Durante esse ataque, Nobani foi ferido pela segunda vez. Estilhaços de um ataque aéreo próximo atingiram o lado esquerdo de seu corpo enquanto ele e um colega tentavam alcançar uma mãe e uma filha feridas por um ataque de drone.
O impacto do ataque aéreo ensurdecedor os derrubou no chão. Ele ainda tem dificuldade para ouvir.
Por que ele continua se submetendo a isso? Nobani responde sem hesitação e com convicção: “Você está salvando sua irmã, seu irmão, sua família, seus amigos, seu povo”.
‘Se não nós, quem fará este trabalho?’
Com a falta de pessoal médico no terreno, este grupo de socorristas voluntários tornou-se crítico no campo de refugiados de Jenin.
“Se não nós, quem fará esse trabalho?” Nobani pergunta.
Desde antes do início da guerra em Gaza – mas ainda mais desde então – os ataques e incursões em Jenin tiveram como alvo profissionais de saúde, instalações médicas e ambulâncias, explica Nobani.
Segundo a Organização Mundial da Saúde (QUEM), registaram-se 480 ataques contra profissionais e instalações de saúde palestinianos na Cisjordânia, entre 7 de outubro e o final de maio, deixando 16 mortos e 95 feridos. Cerca de 95 por cento destes ataques centraram-se em Jenin, Nablus e Tulkarem.
Durante um ataque israelita em Maio, por exemplo, o Dr.

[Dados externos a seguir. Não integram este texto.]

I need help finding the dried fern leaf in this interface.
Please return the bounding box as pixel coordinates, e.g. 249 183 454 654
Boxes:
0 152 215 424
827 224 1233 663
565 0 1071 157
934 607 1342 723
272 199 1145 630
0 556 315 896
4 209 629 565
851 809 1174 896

Aseed Jabareen, 50 anos, foi morto perto do Hospital Governamental de Jenin, a caminho do trabalho.
Depois, depois da morte do Dr. Jabareen, houve um ataque aéreo a uma sala de estabilização médica, uma sala de emergência improvisada usada para estabilizar pessoas feridas com algumas camas e equipamento médico, que tinha sido montada no campo em 2023 pelos voluntários com apoio de MSF.
Desde aquela operação, os voluntários levam consigo seus kits de primeiros socorros para que possam tratar as vítimas no local, em vez de tentar levá-las para a sala de estabilização.
O assassinato de pessoal médico e a destruição de instalações não é a única razão pela qual os residentes de Jenin têm cada vez mais dificuldade em aceder a tratamento médico. Os ataques muitas vezes destroem a infra-estrutura da área. As ruas devastadas tornam difícil – por vezes impossível – que as ambulâncias cheguem aos locais dentro do campo.
Os próprios pacientes também muitas vezes não conseguem chegar às ambulâncias durante as operações, mesmo que estejam disponíveis.
Portanto, um objectivo principal da Nossa Palestina, além da formação de paramédicos voluntários, é garantir que pelo menos uma pessoa por família no campo tenha formação em primeiros socorros.
Com a ajuda de MSF, os voluntários ensinam aos residentes maneiras de estancar sangramentos e outros cuidados primários em traumas, incluindo um componente de saúde mental. Isso ajuda a trazer mais capacidade para a equipe.
‘Você para quando o sangramento para’
Nour*, 27 anos, mãe de dois filhos, é uma das 11 mulheres estagiárias que participam de um workshop sobre “parar o sangramento” no campo. Ela quer aprender as habilidades necessárias para atender pacientes feridos. Tal como outras pessoas à sua volta, ela teme que um membro da família ou vizinho seja ferido num ataque israelita e não saiba o que fazer.
As mulheres se reúnem ao meio-dia, sob um calor escaldante, no centro de treinamento improvisado, equipado apenas com um ventilador grande e barulhento para resfriar a sala. Eles estão aqui para aprender primeiros socorros com um instrutor de MSF que se comunica com eles por meio de um tradutor.
O treinador, Joshua Sim Ka Seng, enfatiza a importância de estancar o sangramento assim que ocorre uma lesão e ensina técnicas, incluindo como aplicar torniquetes.
Tendo tido muitas experiências vendo pessoas feridas, as mulheres têm muitas perguntas. Uma mulher pergunta quanto tempo é necessário para aplicar pressão em uma ferida sangrando.
“Você para quando o sangramento para”, responde Sim.
Após a sessão de três horas, Nour reflete sobre a importância desta formação. “Os soldados israelitas não têm como alvo apenas os combatentes da resistência. Eles têm como alvo civis.
“Imagino que um dia um dos meus familiares ou vizinhos será ferido ou espancado por soldados israelitas. É importante saber o que fazer – pelo menos o mínimo.”
*Alguns nomes foram alterados para proteger o anonimato.